Similarly to the above, we may have for instance a LIMIT 10 at the end of the query and to get there it may have been sufficient to only pull 10 records (or some other number of records) at an earlier stage from some given table. If that is the case duplicate or move (depending on the specific query) the LIMIT clause to the relevant place.

In some cases, we may not know how many rows we need in the intermediate working sets but we know that there will be 10 records on the last day. Doing filtering early will help the optimizer and can protect the database from accidentally processing years of data. By not filtering early, the load on your cluster will increase tremendously.

So for instance instead of:

SELECT
  factory_metadata.factory_name,
  device_data.device_name,
  device_data.reading_value
FROM device_data
INNER JOIN factory_metadata ON device_data.factory_id = factory_metadata.factory_id
WHERE reading_time BETWEEN '2024-01-01' AND '2025-01-01'
LIMIT 10;

do:

WITH filtered_device_data AS (
   SELECT
         device_data.factory_id,
         device_data.device_name,
         device_data.reading_value
   FROM device_data
   WHERE
        /*
          We are sure one month of data is sufficient to find
          10 results and it may help with partition pruning
        */
         reading_time BETWEEN '2024-12-01' AND '2025-01-01'
   LIMIT 10
)
SELECT
  factory_metadata.factory_name,
  filtered_device_data.device_name,
  filtered_device_data.reading_value
FROM filtered_device_data
INNER JOIN factory_metadata ON filtered_device_data.factory_id = factory_metadata.factory_id;

Use filters with array expressions when filtering on the output of UNNEST¶

On denormalized data sets, you may observe records including columns storing arrays of objects.

You may want to unnest the array in a subquery or CTE and later filter on a property of the OBJECTs.

The next statement (in versions of CrateDB < 6.0.0) will result in every row in the table (not filtered with other conditions) being read and unnested, to check if it meets the criteria on field1.

SELECT *
FROM (
   SELECT UNNEST(my_array_of_objects) obj
   FROM my_table
)
WHERE obj['field1'] = 1;

However, CrateDB can do a lot better than this if we add an additional condition like this:

SELECT *
FROM (
   SELECT UNNEST(my_array_of_objects) obj
   FROM my_table
   WHERE 1 = ANY(my_array_of_objects['field1'])
) AS subquery
WHERE obj['field1'] = 1;

CrateDB leverages indexes to only unnest the relevant records from my_table which can make a huge difference.

Efficient Query Structure and Constructs¶

Optimize SQL logic by prioritizing efficient syntax and avoid redundant operations.

Only sort data when needed¶

Indexing in CrateDB is optimized to support filtering and aggregations without requiring expensive defragmentation operations, but it is not optimized for sorting.

Maintaining a sorted index would slow down ingestion, that is why other analytical database systems like Cassandra and Redshift make similar trade-offs.

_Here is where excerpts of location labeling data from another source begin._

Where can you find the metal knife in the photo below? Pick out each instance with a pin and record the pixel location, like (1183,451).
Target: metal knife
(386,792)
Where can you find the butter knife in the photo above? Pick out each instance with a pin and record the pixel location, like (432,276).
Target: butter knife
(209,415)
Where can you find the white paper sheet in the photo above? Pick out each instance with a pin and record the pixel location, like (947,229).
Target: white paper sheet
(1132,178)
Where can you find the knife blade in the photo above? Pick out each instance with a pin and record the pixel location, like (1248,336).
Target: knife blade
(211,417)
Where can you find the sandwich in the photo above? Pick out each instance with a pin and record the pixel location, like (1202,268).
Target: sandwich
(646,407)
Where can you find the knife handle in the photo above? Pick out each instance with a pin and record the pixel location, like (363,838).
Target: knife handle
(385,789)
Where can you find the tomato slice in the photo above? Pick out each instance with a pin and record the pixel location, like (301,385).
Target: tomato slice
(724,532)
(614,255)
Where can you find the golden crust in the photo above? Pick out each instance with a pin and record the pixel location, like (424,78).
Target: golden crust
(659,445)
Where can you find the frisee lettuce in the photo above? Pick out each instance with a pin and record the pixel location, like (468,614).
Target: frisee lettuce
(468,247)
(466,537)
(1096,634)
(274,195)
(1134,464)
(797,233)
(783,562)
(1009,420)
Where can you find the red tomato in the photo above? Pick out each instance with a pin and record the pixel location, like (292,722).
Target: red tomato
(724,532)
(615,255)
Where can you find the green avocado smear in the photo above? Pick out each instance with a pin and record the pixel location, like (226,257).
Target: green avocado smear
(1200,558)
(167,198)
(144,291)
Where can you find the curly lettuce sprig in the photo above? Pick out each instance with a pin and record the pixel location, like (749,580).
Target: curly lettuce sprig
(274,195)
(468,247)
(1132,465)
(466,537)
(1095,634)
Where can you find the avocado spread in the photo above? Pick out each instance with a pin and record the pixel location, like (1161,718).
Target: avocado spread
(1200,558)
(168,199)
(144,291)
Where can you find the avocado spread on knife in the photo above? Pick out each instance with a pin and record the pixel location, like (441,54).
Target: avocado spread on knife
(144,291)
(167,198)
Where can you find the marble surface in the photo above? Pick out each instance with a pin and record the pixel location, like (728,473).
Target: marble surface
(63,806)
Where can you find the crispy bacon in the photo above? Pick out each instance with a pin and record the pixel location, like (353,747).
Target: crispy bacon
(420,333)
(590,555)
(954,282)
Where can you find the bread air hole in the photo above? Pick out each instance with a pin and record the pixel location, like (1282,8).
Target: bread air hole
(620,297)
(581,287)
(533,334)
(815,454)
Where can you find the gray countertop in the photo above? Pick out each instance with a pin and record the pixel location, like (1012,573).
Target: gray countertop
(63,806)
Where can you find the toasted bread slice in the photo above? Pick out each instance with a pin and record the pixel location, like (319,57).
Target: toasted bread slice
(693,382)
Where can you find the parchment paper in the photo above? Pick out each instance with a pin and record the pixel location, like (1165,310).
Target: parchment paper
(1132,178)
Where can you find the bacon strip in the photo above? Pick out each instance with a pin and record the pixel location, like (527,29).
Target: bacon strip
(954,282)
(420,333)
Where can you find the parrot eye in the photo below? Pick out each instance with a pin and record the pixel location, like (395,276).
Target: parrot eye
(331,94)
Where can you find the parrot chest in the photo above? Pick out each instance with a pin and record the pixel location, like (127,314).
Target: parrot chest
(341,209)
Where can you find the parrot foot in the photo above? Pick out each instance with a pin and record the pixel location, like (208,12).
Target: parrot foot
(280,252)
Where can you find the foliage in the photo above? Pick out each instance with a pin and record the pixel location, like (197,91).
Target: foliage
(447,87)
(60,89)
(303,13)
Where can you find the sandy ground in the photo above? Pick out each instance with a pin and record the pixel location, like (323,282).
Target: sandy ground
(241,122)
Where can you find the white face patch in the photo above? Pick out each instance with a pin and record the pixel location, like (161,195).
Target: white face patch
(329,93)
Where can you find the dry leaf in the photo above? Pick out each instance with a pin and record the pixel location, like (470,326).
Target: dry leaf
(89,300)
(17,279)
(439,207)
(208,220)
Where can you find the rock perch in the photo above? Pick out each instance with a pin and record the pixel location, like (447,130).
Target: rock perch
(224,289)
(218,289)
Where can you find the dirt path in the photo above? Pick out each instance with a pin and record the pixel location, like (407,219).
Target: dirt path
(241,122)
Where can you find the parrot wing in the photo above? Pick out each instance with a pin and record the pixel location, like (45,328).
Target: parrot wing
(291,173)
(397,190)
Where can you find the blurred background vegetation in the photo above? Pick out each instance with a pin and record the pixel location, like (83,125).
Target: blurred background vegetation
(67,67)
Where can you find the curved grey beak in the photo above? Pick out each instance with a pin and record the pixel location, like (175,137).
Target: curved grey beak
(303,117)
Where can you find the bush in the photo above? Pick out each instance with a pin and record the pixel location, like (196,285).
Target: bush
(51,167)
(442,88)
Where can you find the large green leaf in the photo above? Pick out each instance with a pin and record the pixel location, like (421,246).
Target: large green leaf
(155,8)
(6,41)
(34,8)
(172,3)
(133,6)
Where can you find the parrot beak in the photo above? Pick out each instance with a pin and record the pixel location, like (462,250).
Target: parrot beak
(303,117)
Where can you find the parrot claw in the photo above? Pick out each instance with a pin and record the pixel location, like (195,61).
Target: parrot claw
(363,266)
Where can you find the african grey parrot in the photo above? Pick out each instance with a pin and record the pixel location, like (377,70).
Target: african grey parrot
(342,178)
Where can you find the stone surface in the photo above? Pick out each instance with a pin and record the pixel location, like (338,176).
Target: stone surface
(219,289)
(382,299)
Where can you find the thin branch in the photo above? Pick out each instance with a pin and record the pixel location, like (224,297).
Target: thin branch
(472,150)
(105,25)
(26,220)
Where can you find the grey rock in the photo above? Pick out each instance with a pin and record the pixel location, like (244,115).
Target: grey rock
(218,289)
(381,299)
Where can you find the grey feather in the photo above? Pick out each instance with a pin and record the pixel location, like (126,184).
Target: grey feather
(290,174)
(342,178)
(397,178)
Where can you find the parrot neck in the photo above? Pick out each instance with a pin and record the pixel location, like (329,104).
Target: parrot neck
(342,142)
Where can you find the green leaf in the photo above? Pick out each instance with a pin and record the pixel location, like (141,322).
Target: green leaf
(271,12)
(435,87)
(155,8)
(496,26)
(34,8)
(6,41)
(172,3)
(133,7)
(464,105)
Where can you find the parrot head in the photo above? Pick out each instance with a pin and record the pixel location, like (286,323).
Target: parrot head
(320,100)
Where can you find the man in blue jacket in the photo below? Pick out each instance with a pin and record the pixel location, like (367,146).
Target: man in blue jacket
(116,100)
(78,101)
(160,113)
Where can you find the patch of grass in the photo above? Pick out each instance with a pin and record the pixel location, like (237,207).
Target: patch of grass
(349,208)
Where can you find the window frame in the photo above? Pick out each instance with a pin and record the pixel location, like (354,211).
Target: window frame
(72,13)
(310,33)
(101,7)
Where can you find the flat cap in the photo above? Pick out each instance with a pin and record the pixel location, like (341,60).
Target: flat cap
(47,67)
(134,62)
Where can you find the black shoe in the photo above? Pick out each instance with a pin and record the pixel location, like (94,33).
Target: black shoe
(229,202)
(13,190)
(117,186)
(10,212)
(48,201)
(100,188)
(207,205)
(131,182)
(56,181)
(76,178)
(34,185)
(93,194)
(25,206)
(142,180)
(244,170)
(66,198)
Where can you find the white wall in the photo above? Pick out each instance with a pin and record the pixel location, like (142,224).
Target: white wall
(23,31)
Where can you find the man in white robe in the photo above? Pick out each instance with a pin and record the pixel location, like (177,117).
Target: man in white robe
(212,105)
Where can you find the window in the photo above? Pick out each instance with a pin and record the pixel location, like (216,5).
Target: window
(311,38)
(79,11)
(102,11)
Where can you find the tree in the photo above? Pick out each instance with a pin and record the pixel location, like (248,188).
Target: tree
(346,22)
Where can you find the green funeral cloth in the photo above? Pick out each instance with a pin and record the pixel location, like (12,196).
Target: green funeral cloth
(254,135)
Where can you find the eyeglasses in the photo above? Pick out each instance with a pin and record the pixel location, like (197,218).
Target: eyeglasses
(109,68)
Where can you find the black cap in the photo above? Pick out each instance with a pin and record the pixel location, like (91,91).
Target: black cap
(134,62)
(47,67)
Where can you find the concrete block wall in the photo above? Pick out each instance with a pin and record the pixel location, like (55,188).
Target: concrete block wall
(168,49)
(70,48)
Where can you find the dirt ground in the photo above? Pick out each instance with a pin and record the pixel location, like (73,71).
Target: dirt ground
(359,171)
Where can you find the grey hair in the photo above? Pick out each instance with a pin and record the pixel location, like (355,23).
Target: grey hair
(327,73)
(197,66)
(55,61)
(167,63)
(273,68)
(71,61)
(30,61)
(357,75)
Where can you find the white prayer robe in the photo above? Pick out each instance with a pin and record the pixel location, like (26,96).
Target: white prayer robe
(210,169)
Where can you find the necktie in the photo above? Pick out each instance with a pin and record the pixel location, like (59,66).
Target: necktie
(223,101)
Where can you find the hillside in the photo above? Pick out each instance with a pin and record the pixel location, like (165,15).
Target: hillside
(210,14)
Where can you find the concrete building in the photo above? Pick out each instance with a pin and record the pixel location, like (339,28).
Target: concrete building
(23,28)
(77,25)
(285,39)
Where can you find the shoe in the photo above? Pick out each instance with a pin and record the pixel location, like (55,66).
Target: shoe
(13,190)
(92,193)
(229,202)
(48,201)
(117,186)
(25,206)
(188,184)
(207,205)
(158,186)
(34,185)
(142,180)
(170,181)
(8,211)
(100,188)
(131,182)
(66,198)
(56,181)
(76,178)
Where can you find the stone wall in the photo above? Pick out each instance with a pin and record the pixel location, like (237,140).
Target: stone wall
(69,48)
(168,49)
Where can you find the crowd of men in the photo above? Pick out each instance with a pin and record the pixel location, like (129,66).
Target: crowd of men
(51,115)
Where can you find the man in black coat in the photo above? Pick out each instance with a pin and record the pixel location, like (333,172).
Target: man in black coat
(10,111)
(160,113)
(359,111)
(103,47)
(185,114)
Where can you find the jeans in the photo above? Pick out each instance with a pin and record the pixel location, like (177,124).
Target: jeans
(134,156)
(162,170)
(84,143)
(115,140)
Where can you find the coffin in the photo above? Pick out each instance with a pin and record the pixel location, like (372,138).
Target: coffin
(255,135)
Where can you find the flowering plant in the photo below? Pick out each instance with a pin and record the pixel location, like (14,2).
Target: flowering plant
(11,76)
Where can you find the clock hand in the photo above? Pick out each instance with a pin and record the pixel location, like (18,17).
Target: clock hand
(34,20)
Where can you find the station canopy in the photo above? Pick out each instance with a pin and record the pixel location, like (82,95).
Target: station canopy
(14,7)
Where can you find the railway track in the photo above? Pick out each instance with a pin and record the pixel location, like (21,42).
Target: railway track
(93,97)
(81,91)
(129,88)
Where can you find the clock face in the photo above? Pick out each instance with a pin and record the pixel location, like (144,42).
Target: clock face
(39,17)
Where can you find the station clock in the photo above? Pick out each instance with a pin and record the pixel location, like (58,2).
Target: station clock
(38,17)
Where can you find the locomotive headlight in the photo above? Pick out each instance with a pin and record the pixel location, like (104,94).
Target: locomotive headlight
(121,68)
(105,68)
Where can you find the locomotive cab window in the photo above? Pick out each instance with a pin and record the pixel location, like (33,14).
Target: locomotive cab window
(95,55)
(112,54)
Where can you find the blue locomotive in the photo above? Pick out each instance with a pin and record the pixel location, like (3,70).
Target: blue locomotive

This means that when an ORDER BY operation is requested, the whole dataset needs to be loaded into the main memory on the relevant cluster node to be sorted. For this reason, it is important to not request ORDER BY operations when not actually needed, and most importantly, not on tables of large cardinalities without aggregating records beforehand. On the other hand, of course it is no problem to sort a few thousand rows in the final stage of a SELECT operation, but we need to avoid requesting sort operations over millions of rows.

Consider leveraging filters and aggregations like max_by and min_by to limit the scope of ORDER BY operations, or avoid them altogether when possible.

So for instance instead of:

SELECT reading_time, reading_value
FROM device_data
WHERE reading_time BETWEEN '2024-01-01' AND '2025-01-01'
ORDER BY reading_time DESC
LIMIT 10;

use:

SELECT reading_time, reading_value
FROM device_data
WHERE reading_time BETWEEN '2024-12-20' AND '2025-01-01'
ORDER BY reading_time DESC
LIMIT 10;

Format output as a last step¶

In many cases, data may be stored in an efficient format, but we want to transform it to make it more human-readable in the output of the query. To accomodate such situations, we may use scalar functions such as date_format or timezone.

Sometimes queries apply these transformations in an intermediate step and later do further operations like filtering on the transformed values.

CrateDB’s query optimizer attempts to determine the most efficient way to execute a given query by considering the possible query plans. Based on the query scenario/situation, it is always aiming to use existing indexes on the original data for maximum efficiency.

However, there is always a chance that some particular clause in the query expression prevents the optimizer from selecting an optimal plan, ending up applying the transformation on thousands or millions of records that later would be discarded anyway. So, whenever it makes sense, we want to ensure these transformations are only applied after the database has already worked out the final result set to be sent back to the client.

So instead of:

WITH mydata AS (
  SELECT
        DATE_FORMAT(device_data.reading_time) AS formatted_reading_time,
        device_data.reading_value
  FROM device_data
)
SELECT *
FROM mydata
WHERE formatted_reading_time LIKE '2025%';

use:

SELECT
  DATE_FORMAT(device_data.reading_time) AS formatted_reading_time,
  device_data.reading_value
FROM device_data
WHERE device_data.reading_time BETWEEN '2025-01-01' AND '2026-01-01'

Replace CASE in expressions used for filtering, JOINs, grouping, etc¶

It is not always obvious to the optimizer what we may be trying to do with a CASE expression (see for instance Shortcut CASE evaluation Issue 16022).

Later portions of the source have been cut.